Tuesday, May 5, 2009

Just finished reading - The Mind of the South by W.J. Cash

In 1940 W.J. Cash summarized his views on the South and Southerners in his book The Mind of the South. "Proud, brave, honorable by its lights, courteous, personally generous, loyal, swift to act, often too swift,but signally effective, sometimes terrible, in its action - such was the South at its best. And such at its best it remains today, despite the great falling away in some of its virtues. Violence, intolerance, aversion and suspicion toward new ideas, an incapacity for analysis, an inclination from feeling rather than from thought, an exaggerated individualism and a too narrow concept of social responsibility, attachment to fictions and false values, above all too great attachment to racial values and a tendency to justify cruelty and injustice in the name of those values, sentimentality and a lack of realism - these have been its characteristic vices in the past. And, despite changes for the better, they remain its characteristic vices today."

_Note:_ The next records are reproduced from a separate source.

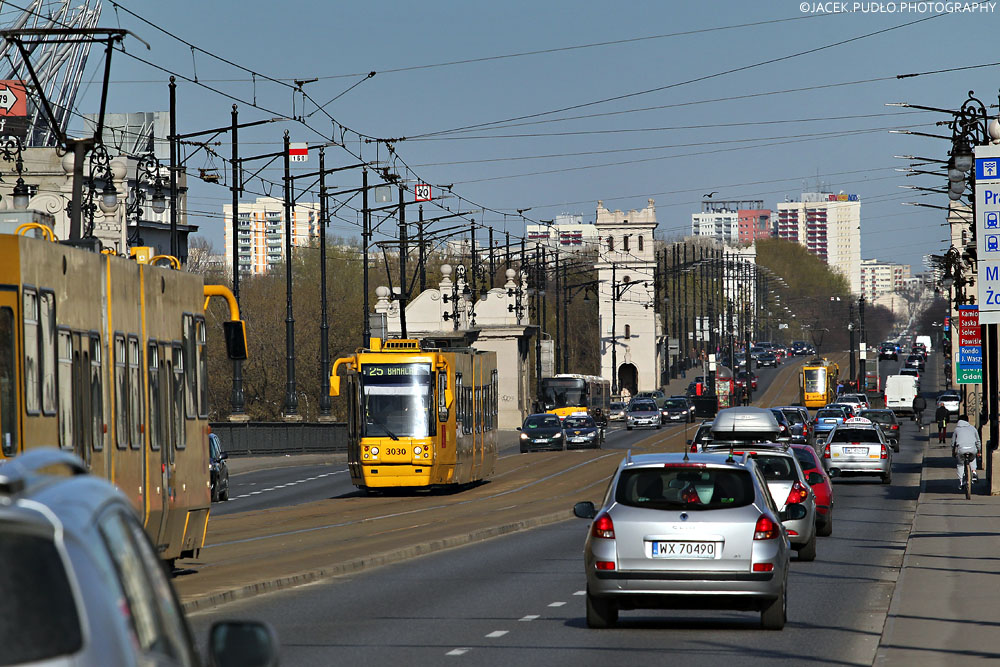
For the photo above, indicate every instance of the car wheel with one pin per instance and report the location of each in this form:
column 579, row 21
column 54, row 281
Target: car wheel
column 808, row 551
column 826, row 530
column 600, row 613
column 774, row 615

I wonder how Cash would view the South of 2009? Would he draw much different conclusions? It could be strongly argued that a whole lot has changed since 1940 when The Mind of the South was published. But, how much has stayed the same?

I first heard about The Mind of the South in graduate school and I am ashamed that it has taken me so long to finally read this thought provoking book. W.J. Cash was born in Gaffney, South Carolina in 1900. He graduated from Wake Forest and had short teaching careers at Georgetown College in Kentucky, and at small town high school in North Carolina, but his real interest was in journalism. Cash worked at a few newspapers in North Carolina, and even won a prized Guggenheim Fellowship, but mental demons and drinking did him in; he committed suicide in 1941 in Mexico City.

The copy of The Mind of the South that I have (1991) has an excellent introduction written by renowned Southern historian Bertram Wyatt-Brown. Brown goes a long way in explaining Cash and what he was attempting to do in writing The Mind of the South. The book would have been much less understandable without this mini-biography and explanation.

The Mind of the South is not your typical Southern historical work. There are no footnotes. There are not primary source references. Cash writes in what to me seems to be a unique stream of consciousness style that combines the elements of a good education in Southern history, family history stories, and his own personal experiences. Cash covers Southern history chronologically from early settlement in Virginia, the Old South, and on up to the late 1930s. Throughout the book he covers topics such as romanticism, slavery, Reconstruction, the Populist movement, racism, religiosity, and the Great Depression. Cash also devotes a significant portion of the last section in examination of textile mill workers, labor relations, and class conflicts in the 20th century.

The Mind of the South is an pleasurable and easy read although it cover 400 + pages. It is certainly a classic in Southern literature and I recommend it to anyone interested in Southern ways and values as seen from a native Southerner.